Nuns on the verge of a nervous breakdown. In Black Narcissus, Deborah Kerr is the sister superior tasked with establishing a convent on a cliff in the Himalayas, “at the back of beyond”, overlooking a valley hundreds of feet below. This convent, Saint Faith, is housed in Mopu Palace, which used to be the harem of a general living nearby. Sister Clodagh (Kerr) is trying to keep it together, but the winds are howling 24 hours a day, and the crisp mountain air has awakened “nature” inside the newcomers. The sisterhood is losing its nerve, and it is up to Sister Clodagh to get everybody back in line; to do this, however, she must first deal with her own “ghosts”.

These “ghosts” refer to Clodagh’s flashbacks, seen now and again, whenever she spots something that reminds her of a specific incident in her former life. These objects that facilitate the transition from present to past are very awkward and quite simplistic, but the flashbacks themselves do serve an important purpose, namely to show us that Clodagh’s path has had its twists and turns and that she joined the order so as to escape something else; if she were to be confronted with the same situation once more, what decision would she make this time?
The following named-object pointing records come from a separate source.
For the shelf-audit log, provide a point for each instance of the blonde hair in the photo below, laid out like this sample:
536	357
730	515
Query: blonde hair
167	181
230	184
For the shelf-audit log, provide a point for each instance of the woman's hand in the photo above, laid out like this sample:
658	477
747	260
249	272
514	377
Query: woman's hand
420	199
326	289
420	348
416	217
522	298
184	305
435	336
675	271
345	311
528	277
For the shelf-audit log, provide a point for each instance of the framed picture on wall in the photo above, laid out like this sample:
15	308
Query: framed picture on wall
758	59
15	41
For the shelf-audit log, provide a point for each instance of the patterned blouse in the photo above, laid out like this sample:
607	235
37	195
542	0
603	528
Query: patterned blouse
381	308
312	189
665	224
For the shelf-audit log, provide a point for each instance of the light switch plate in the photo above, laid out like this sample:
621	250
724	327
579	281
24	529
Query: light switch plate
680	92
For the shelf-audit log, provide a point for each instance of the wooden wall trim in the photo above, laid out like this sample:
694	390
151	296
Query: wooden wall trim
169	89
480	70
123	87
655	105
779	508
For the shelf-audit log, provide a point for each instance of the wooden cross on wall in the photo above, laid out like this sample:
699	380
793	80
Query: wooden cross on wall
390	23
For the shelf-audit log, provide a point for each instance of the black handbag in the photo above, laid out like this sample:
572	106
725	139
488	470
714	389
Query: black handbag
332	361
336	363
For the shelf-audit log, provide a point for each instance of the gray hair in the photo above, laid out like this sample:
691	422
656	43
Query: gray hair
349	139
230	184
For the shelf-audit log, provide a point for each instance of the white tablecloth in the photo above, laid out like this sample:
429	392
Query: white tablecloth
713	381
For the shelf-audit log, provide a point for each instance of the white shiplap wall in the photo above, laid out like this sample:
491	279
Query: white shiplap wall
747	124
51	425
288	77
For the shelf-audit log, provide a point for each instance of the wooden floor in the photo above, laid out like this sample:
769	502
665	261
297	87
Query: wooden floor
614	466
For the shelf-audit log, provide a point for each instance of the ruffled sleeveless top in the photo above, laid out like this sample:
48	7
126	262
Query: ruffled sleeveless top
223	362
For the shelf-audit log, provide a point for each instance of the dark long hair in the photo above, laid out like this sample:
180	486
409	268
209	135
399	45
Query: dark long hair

Clodagh is joined by four other sisters, all of whom lose their minds over the course of the story, and at least two of them, Sister Honey and Sister Ruth, become absolutely hysterical. This hysteria becomes unbearable, and while Kathleen Byron (starring as Sister Ruth) does a fine job of seeming possessed, her eyes bulging out of their sockets, she is also the object of the camera’s affection, and Cardiff lights her face beautifully, accentuating her eye-line while obscuring the rest of her visage.

Black Narcissus earns its place as a landmark Technicolor production, and the film’s director of photography, Jack Cardiff, who would go on to light and shoot the equally breathtaking Red Shoes the following year, doesn’t disappoint for a moment. However, for all its colourful images and exquisite lighting, the film is rather bland, perhaps because some of the emotions are so extreme that one easily becomes indifferent to the nuns’ emotional turmoil.

While Sister Ruth snaps at all the women around her, finding fault with everything they do, a new girl arrives at the convent – Kanchi, a young girl with many piercings, played by Jean Simmons – who needs to be educated, since she has arrived on the doorstep of the General’s agent, Mister Dean, and expects to be made his bride. Fortunately, for his and for our sakes, he has no interest in the girl. Her character is terribly irritating and cannot be taken very seriously: In every scene, she has a lascivious look on her face that drips with heat, and while her appearance is clearly meant to be juxtaposed with the nuns and their white habits, her slithering around the General, who quickly gives her what she wants, is rather embarrassing. Luckily, when Ruth imitates Kanchi in a later scene, she is not successful in her attempts at seduction and therefore only embarrasses one of the parties: herself.

Throughout the film, we wait for the inevitable. We get a few very beautiful shots of the bell being rung at the top of the precipice, and it is rather obvious what all of this is leading up to. The power play between the nuns themselves and between the nuns and the natives, including the General and Mister Dean, has the most resonance, and directors Powell and Pressburger, together with Jack Cardiff, compose beautiful shots, particularly notable in some of the first scenes, in which ceiling fans, or their shadows, may be spotted in every frame.

Black Narcissus, shot almost entirely inside Pinewood Studios, with painted backdrops standing in for the actual Himalayas, wants to tackle the conflict between human nature and the restrictions of an order such as that found at a convent, but given the influence of the Catholic League of Decency at the time, this film was not allowed to go very far in its investigation, and it falls woefully short of communicating anything of real substance. But Cardiff, as he would do in The Red Shoes, creates images that sear into one’s memory, and it is his work that manages to elevate the film into the realm of the “must-sees”.